Without adaptation to the increasing heat stress, the average productivity loss in Europe, compared to the reference of the 1990s, is projected to be 0.1%, 0.3% and 0.7% of Europe’s GDP for the time horizons of the 2020s, 2050s and 2080s, respectively. The worst-case scenario losses could be around three times larger and reach, respectively, 0.3%, 0.8% and 1.6%.
These averages mask underlying diversity of regional impacts. Future production losses are largest in southern European regions: south of Spain, then along the Mediterranean coast through France and Italy, Croatia and Greece. In this part of Europe, productivity losses can reach 3% of a country’s GDP by the 2080s on average, and up to 8% in the worst-case scenario. This is not only due to a relatively high heat stress. In this part of Europe, a large part of the population works in agriculture, forestry and fishing, with a high exposure to heat stress. Quite high productivity losses are also estimated for Romania, where a large part of the population works in the category of high exposure to heat stress.
The estimated productivity losses are lowest for northern European countries and would not exceed 0.23% of the GDP even in the worst case.

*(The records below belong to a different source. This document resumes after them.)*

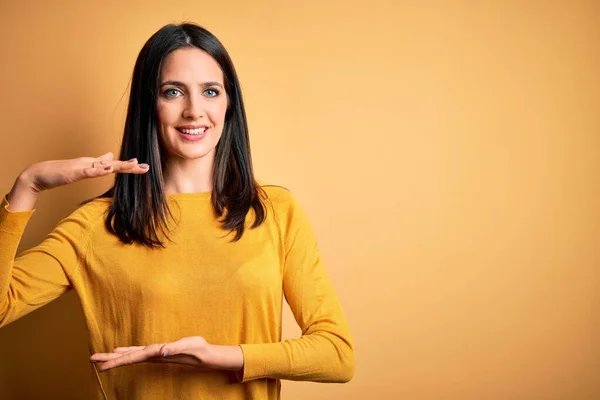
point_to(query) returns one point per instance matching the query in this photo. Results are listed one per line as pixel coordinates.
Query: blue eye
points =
(211, 92)
(172, 92)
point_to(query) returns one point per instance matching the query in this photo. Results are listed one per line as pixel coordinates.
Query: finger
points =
(187, 346)
(136, 169)
(126, 349)
(106, 157)
(102, 357)
(134, 357)
(121, 166)
(97, 171)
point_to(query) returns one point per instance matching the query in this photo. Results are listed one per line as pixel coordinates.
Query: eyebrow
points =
(181, 84)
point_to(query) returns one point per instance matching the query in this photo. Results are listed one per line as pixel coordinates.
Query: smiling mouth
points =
(197, 131)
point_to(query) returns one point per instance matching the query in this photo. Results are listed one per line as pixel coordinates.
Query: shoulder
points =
(278, 197)
(87, 216)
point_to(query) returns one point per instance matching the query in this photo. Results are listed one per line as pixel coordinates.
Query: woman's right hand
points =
(50, 174)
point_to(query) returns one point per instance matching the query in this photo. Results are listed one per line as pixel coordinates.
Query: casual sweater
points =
(201, 284)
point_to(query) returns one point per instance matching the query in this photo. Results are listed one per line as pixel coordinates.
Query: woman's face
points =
(191, 104)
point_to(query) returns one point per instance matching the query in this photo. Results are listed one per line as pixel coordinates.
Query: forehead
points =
(191, 65)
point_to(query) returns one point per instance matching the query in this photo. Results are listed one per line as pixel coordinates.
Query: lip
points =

Positive effects of adaptation
Adaptation could alleviate the negative impacts of heat stress. The authors of this study looked at the effects of two different types of measures: more space cooling and an increasing use of robotic exoskeletons. The use of wearable robotics, the authors assume, will allow reducing the physical workload of humans from heavy to moderate. The authors conclude that adaptation can reduce the productivity losses by around 40%. In the short term – the 2020s – air conditioning would be most effective. In the longer term – the 2050s and 2080s – robotic solutions would have become an effective adaptation method.